Impresa Pedro Catarino
“A SIC - Sociedade Independente de Comunicação, S.A. (“SIC”) informa que a assembleia de titulares das obrigações representativas do empréstimo obrigacionista denominado “Obrigações SIC 2024-2028” (…) agendada para reunir no dia de hoje, 6 de fevereiro de 2026, em primeira convocação, não teve lugar em virtude de os titulares de Obrigações SIC 2024-2028 presentes ou representados não atingirem o quórum constitutivo aplicável”. Os obrigacionistas da SIC foram chamados a votar em assembleia-geral a alteração às condições de reembolso antecipado das obrigações emitidas pela empresa no ano passado, algo determinante para a entrada da MediaForEurope, da família Berlusconi, no capital da Impresa, a dona da SIC. Em comunicado anterior, a Impresa esclareceu que o acordo de investimento só produzirá efeitos após a aprovada a alteração.   A decisão fica agora remetida para a segunda convocatária, com a votação a ocorrer independentememte do número de obrigacionistas presente. “Em conformidade, e nos termos previstos na respetiva convocatória, a assembleia considerar-se-á desde já convocada, para reunir em segunda convocação, no dia 23 de fevereiro de 2026, pelas 11:00 horas (hora de Lisboa), desde que esteja presente qualquer pessoa ou pessoas que detenham ou representem quaisquer Obrigações SIC 2024-2028 então em dívida, independentemente do montante global em causa.”     Caso o ponto único da assembleia de obrigacionistas seja aprovado, em vez de o reembolso poder ser acionado caso a família Balsemão deixe de ter a maioria do capital - o que vai acontecer com a entrada da MFE -, só poderá ser exercido caso fiquem com menos de um terço.

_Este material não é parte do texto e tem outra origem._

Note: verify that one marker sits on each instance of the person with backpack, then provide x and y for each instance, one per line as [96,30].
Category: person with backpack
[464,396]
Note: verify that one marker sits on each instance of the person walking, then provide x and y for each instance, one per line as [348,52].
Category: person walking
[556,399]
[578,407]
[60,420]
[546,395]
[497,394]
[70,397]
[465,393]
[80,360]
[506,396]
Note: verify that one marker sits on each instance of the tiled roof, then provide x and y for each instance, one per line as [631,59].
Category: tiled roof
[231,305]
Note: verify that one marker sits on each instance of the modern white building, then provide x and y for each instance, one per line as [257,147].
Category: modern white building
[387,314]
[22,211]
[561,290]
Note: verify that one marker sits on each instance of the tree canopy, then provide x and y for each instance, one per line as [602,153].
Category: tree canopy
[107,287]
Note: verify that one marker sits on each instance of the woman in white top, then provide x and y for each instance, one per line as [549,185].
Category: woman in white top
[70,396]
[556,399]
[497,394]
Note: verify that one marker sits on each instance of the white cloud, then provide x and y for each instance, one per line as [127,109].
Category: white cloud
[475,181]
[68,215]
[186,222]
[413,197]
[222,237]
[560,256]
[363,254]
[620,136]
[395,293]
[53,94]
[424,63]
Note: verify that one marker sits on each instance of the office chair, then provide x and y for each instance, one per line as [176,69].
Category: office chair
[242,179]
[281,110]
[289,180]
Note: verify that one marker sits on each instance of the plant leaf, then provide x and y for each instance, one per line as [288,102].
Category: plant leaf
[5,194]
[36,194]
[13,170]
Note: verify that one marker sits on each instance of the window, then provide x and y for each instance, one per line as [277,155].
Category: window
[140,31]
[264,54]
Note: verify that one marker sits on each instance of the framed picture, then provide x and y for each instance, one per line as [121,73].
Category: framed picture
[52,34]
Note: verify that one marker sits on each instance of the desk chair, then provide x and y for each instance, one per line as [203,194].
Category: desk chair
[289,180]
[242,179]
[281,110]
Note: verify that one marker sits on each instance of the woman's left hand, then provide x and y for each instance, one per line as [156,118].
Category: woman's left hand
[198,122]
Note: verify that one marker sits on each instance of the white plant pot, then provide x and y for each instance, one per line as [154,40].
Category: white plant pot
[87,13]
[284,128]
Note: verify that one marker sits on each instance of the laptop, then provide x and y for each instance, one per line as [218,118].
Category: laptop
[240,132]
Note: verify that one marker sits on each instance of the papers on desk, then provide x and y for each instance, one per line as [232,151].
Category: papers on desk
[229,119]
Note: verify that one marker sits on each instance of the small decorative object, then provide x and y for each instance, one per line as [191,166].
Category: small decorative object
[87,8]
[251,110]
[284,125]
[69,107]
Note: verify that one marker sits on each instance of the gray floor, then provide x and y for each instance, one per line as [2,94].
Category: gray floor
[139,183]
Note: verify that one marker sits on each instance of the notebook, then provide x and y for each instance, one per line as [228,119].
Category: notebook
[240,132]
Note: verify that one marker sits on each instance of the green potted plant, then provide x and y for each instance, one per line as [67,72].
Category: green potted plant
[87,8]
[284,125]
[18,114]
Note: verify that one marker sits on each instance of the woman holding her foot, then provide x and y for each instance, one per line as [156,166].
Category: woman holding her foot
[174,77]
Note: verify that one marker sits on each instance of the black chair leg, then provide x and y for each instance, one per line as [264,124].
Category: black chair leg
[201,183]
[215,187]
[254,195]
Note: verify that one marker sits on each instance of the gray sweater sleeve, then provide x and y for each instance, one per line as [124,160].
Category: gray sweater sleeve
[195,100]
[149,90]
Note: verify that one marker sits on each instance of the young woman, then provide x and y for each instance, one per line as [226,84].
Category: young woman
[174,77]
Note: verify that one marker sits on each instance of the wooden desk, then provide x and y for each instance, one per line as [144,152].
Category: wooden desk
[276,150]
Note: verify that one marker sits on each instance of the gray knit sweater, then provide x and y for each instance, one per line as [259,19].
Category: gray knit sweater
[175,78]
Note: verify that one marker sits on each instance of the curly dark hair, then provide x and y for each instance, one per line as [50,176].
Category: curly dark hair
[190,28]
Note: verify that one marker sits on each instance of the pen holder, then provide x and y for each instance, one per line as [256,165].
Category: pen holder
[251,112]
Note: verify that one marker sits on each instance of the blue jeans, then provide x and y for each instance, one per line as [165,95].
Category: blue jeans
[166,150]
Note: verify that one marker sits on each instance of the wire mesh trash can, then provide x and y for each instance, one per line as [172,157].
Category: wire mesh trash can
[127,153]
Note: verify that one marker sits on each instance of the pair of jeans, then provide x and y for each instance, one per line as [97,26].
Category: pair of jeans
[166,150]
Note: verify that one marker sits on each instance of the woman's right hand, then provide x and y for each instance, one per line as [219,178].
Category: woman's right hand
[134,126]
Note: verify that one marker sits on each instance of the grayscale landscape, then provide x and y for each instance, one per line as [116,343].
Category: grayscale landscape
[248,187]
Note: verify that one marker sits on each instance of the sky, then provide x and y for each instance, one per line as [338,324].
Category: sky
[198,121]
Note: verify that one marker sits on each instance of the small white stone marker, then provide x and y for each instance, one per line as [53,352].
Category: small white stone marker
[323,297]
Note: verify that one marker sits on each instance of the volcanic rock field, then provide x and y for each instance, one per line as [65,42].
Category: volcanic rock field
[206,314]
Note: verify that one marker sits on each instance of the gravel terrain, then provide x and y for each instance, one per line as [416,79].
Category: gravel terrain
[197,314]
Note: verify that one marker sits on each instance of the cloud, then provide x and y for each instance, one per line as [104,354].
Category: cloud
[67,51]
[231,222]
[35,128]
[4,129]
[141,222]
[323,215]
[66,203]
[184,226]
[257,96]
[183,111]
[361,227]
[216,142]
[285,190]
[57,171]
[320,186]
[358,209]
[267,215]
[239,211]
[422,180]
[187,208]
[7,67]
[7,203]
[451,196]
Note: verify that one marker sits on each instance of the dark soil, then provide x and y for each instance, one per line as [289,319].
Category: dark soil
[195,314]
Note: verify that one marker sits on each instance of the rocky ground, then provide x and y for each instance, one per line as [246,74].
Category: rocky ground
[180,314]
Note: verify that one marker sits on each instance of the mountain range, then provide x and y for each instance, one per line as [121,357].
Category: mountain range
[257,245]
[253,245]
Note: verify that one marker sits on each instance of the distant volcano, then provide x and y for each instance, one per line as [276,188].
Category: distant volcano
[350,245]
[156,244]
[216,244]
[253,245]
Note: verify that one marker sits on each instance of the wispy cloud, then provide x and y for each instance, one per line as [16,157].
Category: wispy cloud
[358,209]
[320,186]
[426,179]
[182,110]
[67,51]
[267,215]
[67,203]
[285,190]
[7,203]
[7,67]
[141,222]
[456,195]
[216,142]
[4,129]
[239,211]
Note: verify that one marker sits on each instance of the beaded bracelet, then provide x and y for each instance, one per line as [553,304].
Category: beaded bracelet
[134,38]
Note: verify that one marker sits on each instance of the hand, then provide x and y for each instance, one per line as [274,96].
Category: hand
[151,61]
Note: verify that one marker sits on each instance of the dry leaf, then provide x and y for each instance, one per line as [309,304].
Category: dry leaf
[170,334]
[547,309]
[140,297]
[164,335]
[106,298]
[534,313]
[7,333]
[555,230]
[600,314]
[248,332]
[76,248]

A SIC pretende que nas “situações de reembolso antecipado por opção dos obrigacionistas” passe a ler-se: “os sucessores legais do Dr. Francisco José Pereira Pinto de Balsemão deixarem de deter, direta ou indiretamente, pelo menos, um terço do capital social e dos direitos de voto da SIC”. Atualmente, o texto das condições refere que o reembolso é possível se "o Dr. Francisco José Pereira Pinto de Balsemão, ou os seus sucessores legais, deixar de deter, direta ou indiretamente, a maioria do capital social e dos direitos de voto da SIC.” Esta alteração procura impedir que os detentores destes títulos de dívida avancem com um pedido de reembolso destes títulos de dívida de retalho emitidos no ano passado. Inicialmente, a SIC pretendia 30 milhões de euros, mas acabou por emitir 48 milhões de euros em obrigações “verdes” com um cupão de 5,95%. A entrada da MFE no capital está ainda sujeita a uma condição: que o acordo de investimento não implique o lançamento de uma Oferta Pública de Aquisição (OPA) sobre a Impresa, o que será determinado pela CMVM.     O investimento da MFE, através de um aumento de capital de 17,325 milhões de euros implica a emissão de 82,5 milhões de novas ações a um preço unitário de 21 cêntimos. Uma vez concretizada, a MFE passará a deter 32,934% do capital da Impresa, enquanto a Impreger, da família Balsemão, verá a sua participação reduzida para 33,738%. Mantém-se como maior acionista individual, mas sem a maioria do capital, detendo, contudo, mais de um terço.